My house is empty. I'm no longer packing pool bags or washing swim suits. No more picking up or dropping off at friend's homes. There is no TV blaring with Phineas and Ferb or Good Luck Charlie. Outside of the 35 minutes of hustle and bustle in the morning, the house is quiet.
The Hubs upstairs in his office, working away, the dog snoozing on her bed already tuckered out from the morning, and me with my empty calendar. The first few days like this were blissful. However, I'm now feeling bored.

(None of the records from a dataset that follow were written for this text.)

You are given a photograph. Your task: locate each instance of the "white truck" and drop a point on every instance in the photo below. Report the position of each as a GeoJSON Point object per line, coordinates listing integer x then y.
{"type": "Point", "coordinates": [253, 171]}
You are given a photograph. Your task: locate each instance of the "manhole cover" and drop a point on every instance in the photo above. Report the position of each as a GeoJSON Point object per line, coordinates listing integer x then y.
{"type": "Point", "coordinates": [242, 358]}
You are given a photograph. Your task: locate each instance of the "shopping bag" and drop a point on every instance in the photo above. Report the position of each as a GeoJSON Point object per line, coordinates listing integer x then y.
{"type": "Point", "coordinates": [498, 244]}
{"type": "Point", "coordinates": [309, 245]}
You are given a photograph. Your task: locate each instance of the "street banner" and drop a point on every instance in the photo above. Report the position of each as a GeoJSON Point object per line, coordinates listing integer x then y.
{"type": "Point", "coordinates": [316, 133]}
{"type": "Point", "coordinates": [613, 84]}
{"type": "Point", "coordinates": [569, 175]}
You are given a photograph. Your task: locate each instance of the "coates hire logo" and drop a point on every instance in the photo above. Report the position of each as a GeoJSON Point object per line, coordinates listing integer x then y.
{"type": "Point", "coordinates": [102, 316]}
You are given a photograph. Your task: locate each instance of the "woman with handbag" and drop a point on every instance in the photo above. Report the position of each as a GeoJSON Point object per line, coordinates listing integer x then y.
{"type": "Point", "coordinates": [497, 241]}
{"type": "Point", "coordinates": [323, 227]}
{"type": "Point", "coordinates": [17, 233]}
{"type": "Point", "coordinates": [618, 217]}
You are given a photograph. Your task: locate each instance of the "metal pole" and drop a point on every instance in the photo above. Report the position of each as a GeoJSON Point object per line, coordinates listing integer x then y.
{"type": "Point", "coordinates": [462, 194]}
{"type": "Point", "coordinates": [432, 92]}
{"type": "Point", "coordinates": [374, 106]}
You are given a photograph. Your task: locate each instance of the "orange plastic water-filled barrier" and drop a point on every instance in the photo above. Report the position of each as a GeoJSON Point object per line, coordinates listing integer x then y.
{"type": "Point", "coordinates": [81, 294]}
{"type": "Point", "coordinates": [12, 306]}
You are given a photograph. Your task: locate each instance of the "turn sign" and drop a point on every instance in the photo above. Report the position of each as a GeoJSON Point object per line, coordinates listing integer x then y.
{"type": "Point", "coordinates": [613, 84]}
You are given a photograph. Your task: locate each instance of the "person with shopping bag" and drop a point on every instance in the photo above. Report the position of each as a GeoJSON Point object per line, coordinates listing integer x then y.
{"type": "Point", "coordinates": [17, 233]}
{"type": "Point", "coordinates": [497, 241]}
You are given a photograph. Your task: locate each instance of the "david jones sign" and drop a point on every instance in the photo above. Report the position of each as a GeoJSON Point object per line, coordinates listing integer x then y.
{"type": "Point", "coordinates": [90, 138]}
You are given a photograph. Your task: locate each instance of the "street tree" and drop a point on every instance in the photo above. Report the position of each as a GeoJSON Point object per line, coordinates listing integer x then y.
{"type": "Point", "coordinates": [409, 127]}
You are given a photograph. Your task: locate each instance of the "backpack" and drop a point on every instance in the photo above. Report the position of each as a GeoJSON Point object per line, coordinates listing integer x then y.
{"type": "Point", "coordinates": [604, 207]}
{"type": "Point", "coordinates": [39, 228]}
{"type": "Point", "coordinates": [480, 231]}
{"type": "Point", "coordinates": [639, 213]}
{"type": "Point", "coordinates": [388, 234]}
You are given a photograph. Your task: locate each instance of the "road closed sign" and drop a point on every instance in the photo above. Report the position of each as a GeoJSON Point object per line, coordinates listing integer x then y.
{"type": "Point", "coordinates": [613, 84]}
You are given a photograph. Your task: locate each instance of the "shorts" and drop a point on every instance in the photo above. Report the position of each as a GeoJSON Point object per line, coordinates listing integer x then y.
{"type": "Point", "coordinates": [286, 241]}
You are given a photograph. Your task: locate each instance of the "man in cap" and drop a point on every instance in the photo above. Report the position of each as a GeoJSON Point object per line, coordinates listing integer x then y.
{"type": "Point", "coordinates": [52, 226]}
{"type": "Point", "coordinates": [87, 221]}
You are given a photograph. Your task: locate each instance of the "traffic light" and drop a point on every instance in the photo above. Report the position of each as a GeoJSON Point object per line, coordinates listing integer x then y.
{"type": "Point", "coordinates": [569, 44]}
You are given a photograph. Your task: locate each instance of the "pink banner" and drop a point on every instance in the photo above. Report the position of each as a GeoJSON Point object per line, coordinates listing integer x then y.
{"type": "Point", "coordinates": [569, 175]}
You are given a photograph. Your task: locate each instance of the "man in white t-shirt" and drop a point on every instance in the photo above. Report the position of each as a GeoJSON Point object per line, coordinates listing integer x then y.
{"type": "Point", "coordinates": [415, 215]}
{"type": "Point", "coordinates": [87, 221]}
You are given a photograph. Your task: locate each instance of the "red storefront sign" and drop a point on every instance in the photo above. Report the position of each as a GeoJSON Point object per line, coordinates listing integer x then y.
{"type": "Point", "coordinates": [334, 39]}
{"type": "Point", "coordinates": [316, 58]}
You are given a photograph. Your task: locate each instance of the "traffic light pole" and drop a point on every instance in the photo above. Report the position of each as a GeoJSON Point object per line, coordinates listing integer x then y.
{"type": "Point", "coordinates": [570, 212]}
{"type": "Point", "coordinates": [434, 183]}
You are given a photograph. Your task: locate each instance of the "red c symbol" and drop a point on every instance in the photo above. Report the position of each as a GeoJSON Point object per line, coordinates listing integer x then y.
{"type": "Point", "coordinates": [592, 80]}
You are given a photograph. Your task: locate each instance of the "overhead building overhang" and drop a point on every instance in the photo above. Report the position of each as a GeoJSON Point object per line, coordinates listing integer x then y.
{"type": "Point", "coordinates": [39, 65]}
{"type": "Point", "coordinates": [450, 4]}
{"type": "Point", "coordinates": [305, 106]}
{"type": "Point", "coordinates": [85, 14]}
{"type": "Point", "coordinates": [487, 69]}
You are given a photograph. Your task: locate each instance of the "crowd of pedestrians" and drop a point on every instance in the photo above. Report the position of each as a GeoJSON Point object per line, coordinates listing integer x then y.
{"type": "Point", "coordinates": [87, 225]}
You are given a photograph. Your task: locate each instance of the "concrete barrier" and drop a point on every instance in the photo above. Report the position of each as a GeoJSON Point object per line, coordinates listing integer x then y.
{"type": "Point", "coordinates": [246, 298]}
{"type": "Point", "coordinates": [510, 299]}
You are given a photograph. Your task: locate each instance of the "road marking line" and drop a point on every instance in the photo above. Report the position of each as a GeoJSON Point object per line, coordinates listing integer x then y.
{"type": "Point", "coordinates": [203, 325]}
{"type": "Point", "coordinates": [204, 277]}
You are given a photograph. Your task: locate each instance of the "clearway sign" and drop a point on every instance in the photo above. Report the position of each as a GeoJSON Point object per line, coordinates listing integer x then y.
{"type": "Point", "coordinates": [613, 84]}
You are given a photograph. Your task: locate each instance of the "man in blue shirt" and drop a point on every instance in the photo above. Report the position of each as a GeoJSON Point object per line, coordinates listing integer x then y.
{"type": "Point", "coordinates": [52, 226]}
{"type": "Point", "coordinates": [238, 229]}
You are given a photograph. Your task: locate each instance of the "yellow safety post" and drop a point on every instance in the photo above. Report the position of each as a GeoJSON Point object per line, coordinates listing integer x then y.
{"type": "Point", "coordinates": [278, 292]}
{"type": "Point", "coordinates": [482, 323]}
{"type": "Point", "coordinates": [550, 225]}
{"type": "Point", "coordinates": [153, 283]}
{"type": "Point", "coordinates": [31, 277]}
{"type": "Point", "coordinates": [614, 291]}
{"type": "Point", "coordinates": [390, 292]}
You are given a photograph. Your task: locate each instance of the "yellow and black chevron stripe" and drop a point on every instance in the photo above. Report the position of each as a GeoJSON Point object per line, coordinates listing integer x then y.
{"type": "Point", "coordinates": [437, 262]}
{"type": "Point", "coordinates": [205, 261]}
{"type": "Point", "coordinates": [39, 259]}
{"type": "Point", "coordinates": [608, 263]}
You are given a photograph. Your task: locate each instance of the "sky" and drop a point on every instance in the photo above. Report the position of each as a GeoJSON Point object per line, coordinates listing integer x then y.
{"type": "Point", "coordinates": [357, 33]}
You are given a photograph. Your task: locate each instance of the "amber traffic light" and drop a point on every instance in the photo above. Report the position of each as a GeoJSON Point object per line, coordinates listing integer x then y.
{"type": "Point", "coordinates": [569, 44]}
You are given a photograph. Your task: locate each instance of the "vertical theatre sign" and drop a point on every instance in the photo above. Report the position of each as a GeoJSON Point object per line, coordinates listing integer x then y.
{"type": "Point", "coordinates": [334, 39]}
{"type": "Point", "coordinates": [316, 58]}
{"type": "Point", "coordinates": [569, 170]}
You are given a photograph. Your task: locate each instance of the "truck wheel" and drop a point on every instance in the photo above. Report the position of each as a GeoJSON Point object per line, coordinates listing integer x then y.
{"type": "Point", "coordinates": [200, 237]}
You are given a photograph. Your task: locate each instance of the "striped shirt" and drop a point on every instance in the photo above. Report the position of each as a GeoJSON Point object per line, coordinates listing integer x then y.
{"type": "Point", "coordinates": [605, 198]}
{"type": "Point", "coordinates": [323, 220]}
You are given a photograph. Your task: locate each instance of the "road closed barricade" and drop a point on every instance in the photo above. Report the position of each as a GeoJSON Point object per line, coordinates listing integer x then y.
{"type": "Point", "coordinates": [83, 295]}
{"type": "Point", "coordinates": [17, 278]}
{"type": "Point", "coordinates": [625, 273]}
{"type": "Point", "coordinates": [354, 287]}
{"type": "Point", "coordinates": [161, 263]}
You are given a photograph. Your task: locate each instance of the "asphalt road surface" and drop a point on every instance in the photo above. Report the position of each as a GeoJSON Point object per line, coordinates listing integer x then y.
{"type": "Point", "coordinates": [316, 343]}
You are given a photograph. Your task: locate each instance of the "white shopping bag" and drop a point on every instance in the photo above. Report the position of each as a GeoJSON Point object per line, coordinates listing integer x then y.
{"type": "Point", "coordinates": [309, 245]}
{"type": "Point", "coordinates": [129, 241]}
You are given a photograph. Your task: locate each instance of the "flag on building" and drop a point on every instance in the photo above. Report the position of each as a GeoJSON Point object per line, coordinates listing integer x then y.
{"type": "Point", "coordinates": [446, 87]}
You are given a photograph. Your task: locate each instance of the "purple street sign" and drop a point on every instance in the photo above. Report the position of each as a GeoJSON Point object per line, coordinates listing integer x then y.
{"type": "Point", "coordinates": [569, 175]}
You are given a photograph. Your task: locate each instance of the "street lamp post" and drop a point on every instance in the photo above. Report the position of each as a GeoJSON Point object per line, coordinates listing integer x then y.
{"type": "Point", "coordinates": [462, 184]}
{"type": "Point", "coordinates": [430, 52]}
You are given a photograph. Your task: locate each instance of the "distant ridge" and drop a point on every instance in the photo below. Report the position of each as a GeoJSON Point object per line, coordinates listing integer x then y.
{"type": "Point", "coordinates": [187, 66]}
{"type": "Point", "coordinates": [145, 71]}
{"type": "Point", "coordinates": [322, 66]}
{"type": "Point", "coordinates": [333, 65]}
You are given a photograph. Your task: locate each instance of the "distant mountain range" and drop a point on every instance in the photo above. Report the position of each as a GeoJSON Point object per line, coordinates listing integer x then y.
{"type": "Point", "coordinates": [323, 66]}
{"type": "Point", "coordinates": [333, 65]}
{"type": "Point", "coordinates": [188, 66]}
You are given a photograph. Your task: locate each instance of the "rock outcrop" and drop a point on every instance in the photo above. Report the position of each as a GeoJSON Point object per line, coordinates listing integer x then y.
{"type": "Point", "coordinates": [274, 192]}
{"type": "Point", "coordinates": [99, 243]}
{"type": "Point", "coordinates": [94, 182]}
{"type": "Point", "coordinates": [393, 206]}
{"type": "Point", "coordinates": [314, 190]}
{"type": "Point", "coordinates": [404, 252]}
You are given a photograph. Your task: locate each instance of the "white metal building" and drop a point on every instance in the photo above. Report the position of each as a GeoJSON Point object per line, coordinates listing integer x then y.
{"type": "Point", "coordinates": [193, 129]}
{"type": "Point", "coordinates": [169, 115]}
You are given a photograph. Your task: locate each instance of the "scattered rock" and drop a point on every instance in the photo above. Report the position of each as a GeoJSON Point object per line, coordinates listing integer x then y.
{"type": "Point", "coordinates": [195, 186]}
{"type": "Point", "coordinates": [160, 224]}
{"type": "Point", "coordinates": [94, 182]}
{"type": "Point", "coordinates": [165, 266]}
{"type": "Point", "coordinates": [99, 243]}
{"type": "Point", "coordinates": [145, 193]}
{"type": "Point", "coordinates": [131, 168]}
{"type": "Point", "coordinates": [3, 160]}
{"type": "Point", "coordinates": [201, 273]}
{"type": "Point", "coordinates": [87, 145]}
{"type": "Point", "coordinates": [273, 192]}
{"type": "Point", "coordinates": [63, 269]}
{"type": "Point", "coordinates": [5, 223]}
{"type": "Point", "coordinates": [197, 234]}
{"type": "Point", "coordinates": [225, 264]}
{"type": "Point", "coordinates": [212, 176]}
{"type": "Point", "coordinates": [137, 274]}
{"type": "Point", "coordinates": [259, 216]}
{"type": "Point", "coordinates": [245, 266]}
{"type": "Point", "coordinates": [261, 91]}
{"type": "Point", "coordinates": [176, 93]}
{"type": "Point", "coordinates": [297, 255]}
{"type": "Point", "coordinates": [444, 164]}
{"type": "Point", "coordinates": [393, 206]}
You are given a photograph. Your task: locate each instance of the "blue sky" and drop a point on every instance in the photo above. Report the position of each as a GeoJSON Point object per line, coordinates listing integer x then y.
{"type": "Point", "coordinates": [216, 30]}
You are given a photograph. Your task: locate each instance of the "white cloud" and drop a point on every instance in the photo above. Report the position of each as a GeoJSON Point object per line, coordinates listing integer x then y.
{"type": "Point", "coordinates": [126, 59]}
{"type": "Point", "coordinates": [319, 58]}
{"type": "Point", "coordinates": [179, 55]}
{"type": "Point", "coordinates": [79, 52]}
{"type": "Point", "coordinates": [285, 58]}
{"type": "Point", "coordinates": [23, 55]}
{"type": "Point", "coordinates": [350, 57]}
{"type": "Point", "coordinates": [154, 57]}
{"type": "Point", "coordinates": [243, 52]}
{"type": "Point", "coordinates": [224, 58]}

Over the summer I had taken the free time to teach the kids some new chores. Things like emptying the dishwasher, doing laundry, picking up dog poop. Oh, how they loved it. While it was nice to have things done by someone other than myself, there were things that would get under my skin. Just small annoyances. Things like not being able to find a lid for a Tupperware container. Or trying to open a drawer, that is usually full of organized cooking utensils, to find that I couldn't open it at all because said utensils were thrown in haphazardly and drawer slammed shut. Or smelly laundry that should've been taken from the washer and put into the dryer days ago. Things that happen when kids are just learning how to take care of themselves a little more. They need gentle correction (and then I would find The Hubs and complain like I had just endured the worst type of injustice. Don'tkidyourself...He loves it when I do that).
The last few days, though, I have done the dishes. I'm putting all the utensils away in an orderly fashion. Lids are put in a place where they are easily found. Laundry is getting moved into the dryer in a timely fashion. Okay. That laundry one was a half-truth. Whatever.
While my home is empty and quiet for seven hours a day, I'm doing what I can to find a silver lining in missing my kids.